- McLeod, Montana Location within Montana McLeod, Montana Location within the United States
- Coordinates: 45°39′46″N 110°06′58″W﻿ / ﻿45.66278°N 110.11611°W
- Country: United States
- State: Montana
- County: Sweet Grass
- Elevation: 4,803 ft (1,464 m)
- Time zone: UTC-7 (Mountain (MST))
- • Summer (DST): UTC-6 (MDT)
- ZIP code: 59052
- Area code: 406
- GNIS feature ID: 786978

= McLeod, Montana =

McLeod is an unincorporated community in Sweet Grass County, Montana, United States. McLeod is located on Montana Secondary Highway 298 southwest of Big Timber.

==History==

Located in resource-rich Boulder valley, McLeod was first established as a mining settlement, named after W.F. McLeod. The first Post Office opened in 1886 with E.E. Fowler as Postmaster. In 1916, attempts to drill an oil well on the townsite revealed geothermic heated water, and a swimming pool was opened. A post office was again established at McLeod in 1920 but has now permanently closed.

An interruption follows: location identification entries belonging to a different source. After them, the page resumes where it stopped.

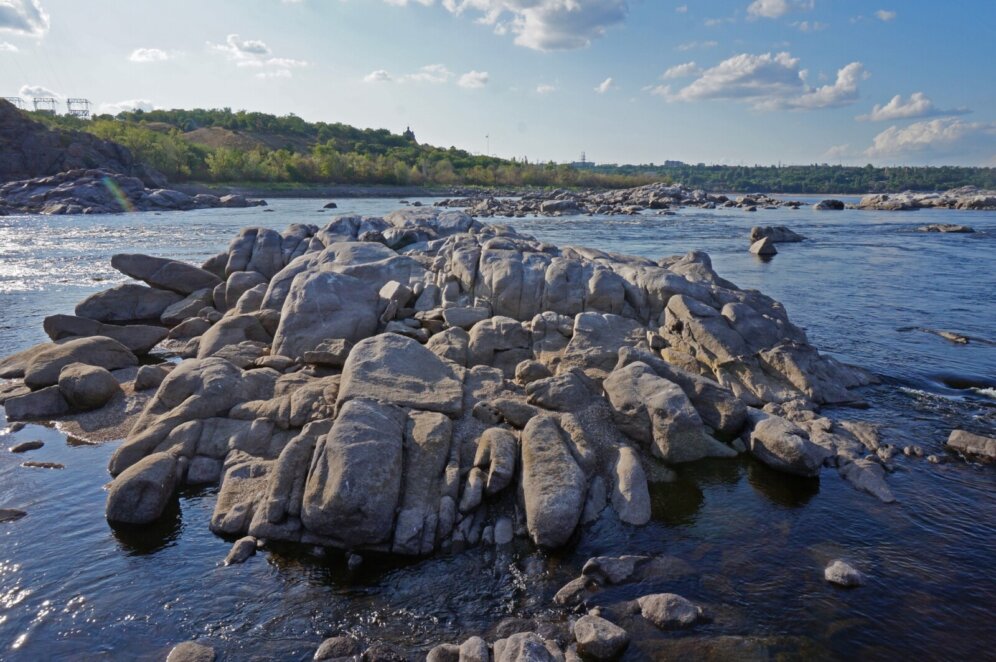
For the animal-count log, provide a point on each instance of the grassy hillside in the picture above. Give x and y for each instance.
(225, 146)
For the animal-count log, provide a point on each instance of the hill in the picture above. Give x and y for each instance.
(29, 148)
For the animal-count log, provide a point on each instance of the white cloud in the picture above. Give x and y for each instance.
(256, 54)
(768, 82)
(473, 80)
(776, 8)
(917, 106)
(692, 45)
(125, 106)
(31, 91)
(379, 76)
(682, 71)
(143, 55)
(431, 73)
(939, 138)
(809, 26)
(23, 17)
(544, 25)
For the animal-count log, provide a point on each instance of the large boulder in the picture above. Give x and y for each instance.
(655, 411)
(126, 304)
(323, 306)
(354, 485)
(140, 494)
(553, 485)
(398, 370)
(87, 387)
(165, 274)
(785, 446)
(44, 368)
(138, 338)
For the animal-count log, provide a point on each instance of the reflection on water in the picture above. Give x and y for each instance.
(755, 541)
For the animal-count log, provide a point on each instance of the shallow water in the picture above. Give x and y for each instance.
(863, 286)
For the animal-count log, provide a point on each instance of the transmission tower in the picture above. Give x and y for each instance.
(78, 108)
(45, 105)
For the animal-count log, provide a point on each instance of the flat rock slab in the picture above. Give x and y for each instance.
(399, 370)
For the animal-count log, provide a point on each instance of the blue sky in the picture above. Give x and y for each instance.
(626, 81)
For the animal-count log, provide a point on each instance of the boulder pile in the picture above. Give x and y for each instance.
(655, 198)
(99, 191)
(425, 381)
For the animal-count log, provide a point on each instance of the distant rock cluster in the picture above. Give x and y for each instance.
(102, 192)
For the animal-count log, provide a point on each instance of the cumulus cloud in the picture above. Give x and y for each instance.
(473, 80)
(254, 53)
(125, 106)
(769, 82)
(379, 76)
(605, 85)
(143, 55)
(31, 91)
(23, 17)
(544, 25)
(917, 106)
(939, 138)
(682, 71)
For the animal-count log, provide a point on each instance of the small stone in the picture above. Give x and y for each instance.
(338, 647)
(598, 639)
(669, 610)
(843, 574)
(43, 465)
(241, 550)
(190, 651)
(26, 446)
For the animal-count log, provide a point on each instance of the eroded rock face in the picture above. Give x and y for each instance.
(422, 382)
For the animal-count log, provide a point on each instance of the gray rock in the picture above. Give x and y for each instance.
(763, 247)
(400, 371)
(165, 274)
(784, 446)
(191, 651)
(598, 639)
(975, 446)
(87, 387)
(843, 574)
(241, 550)
(324, 306)
(354, 485)
(127, 304)
(669, 611)
(140, 494)
(138, 338)
(553, 484)
(44, 368)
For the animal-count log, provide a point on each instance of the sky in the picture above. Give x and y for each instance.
(888, 82)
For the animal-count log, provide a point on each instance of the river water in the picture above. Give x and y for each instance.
(864, 286)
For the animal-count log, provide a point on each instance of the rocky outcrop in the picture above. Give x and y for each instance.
(649, 199)
(966, 197)
(424, 382)
(97, 190)
(31, 149)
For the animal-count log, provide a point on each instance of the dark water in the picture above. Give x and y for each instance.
(863, 286)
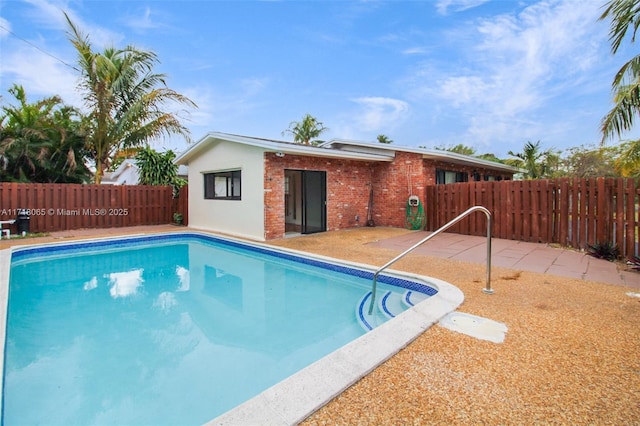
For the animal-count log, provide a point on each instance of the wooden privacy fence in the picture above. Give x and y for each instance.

Today, McLeod is privately owned.

==Climate==
This climatic region is typified by large seasonal temperature differences, with warm to hot (and often humid) summers and cold (sometimes severely cold) winters. According to the Köppen Climate Classification system, McLeod has a humid continental climate, abbreviated "Dfb" on climate maps.